Rimasto solo con Dondragmer, Barlennan sfogò la sua ira repressa.

— Anch’io non avrò pace finché non avrò messo a posto quel presuntuoso imbecille — disse Dondragmer. — Barbari, ci ha chiamato! Me lo voglio cucinare in salsa agrodolce, quel signorino! Ma abbiamo bisogno di saperne di più. I Volatori, per esempio, conoscono il funzionamento di quegli alianti? E in questo caso, saranno disposti a dircelo?

— Lo conosceranno senz’altro, a meno che, usando da tanto tempo macchine per volare molto più complicate, non se ne siano dimenticati…

— Tanto meglio, per quello che ho intenzione di fare.

— … ma non credo che vorranno dircelo — riprese Barlennan. — Avrai ormai capito, penso, che cosa spero di guadagnare da questa spedizione: voglio imparare tutto ciò che ci serve per sapere della scienza dei Volatori. Ecco perché sono deciso ad arrivare a quel loro razzo presso il Centro. Me lo ha detto anche Charles: lì sono immagazzinati quasi tutti i loro strumenti scientifici più progrediti. Quando ce ne saremo impossessati, non ci sarà più nessun pirata su tutto Mesklin che potrà farci paura. Saremo noi che detteremo agli altri i diritti portuali che vorremo esigere.

— Non ne dubito.

— Ecco perché credo che non vorranno dirci niente su quegli alianti. Possono sospettare le mie intenzioni in merito al razzo.
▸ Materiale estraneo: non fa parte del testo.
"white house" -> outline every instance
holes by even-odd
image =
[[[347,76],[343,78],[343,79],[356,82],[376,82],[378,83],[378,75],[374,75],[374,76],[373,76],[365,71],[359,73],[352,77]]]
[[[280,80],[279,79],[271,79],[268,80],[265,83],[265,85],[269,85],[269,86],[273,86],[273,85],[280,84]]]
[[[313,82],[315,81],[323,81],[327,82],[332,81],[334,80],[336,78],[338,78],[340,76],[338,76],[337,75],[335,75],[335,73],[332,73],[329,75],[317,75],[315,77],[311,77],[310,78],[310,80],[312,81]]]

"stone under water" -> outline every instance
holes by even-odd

— Forse esageri tu, con i tuoi sospetti. Hai mai provato a chiedere qualcuna delle informazioni scientifiche che hai intenzione di rubare?

— Sì, e Charles mi ha detto che sarebbe stato troppo difficile farmela capire.

— Forse aveva ragione, o forse neanche lui sapeva le cose che tu volevi farti spiegare. Ad ogni modo, proverò a fare delle domande a qualcuno dei suoi compagni circa quegli alianti. Voglio vedere quel Reejaaren sprofondare nella vergogna più nera.

— Insomma, si può sapere che intenzioni hai?

Dondragmer si decise a rivelargliele. Barlennan in un primo momento parve dubbioso, ma poi a poco a poco divenne sempre più entusiasta. Alla fine tutti e due si diressero verso le radiocamere.